But doing so brought her a world of legal trouble and intense media attention. On Oct.30, she along with other citizens were slapped with a multi-million-dollar lawsuit by Kinder Morgan. She quickly became worried she could lose her home.
Also named in the lawsuit was SFU literary professor Stephen Collis, university admin worker Mia Nissen, retiree Alan Dutton, activist Adam Gold, and the citizens' group BROKE (Burnaby Residents Opposed to Kinder Morgan Expansion.) People with BROKE said all summer they had a hard time getting any media attention. Now, with the legal attack they described as a “SLAPP” suit, they were getting more attention than they could dream of. Many in the public were sympathetic. The defendants crowd-funded more than $50,000 in mere days to pay their legal bills.
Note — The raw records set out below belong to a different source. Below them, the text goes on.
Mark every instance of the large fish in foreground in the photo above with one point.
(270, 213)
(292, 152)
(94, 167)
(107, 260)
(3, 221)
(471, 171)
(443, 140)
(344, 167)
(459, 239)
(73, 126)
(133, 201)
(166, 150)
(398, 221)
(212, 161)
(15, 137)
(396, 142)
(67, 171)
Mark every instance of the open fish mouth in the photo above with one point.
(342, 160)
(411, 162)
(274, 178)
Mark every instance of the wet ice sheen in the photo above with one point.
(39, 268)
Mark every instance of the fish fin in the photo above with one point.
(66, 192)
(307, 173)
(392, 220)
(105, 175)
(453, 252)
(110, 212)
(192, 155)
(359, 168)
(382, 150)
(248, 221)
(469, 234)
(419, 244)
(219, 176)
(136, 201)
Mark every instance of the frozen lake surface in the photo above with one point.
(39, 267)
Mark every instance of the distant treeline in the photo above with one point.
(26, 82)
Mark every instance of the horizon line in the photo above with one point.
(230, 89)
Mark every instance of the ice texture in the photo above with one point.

The company had made it clear it was serious about removing the protesters from obstructing the work needed for its $5.4 billion pipeline. It claimed it was losing more than $80 million with every month the project was delayed.
In addition to the civil suit, Kinder Morgan also sought an injunction (a court order) to direct the RCMP to prevent protesters from interfering with the drilling. The company's application for the injunction at the BC Supreme Court was attended by more than 100 citizens, who came out in support of the defendants' speeches, and to cram the court room where the legal drama played out for one week.
To some, climate change was literally put on trial.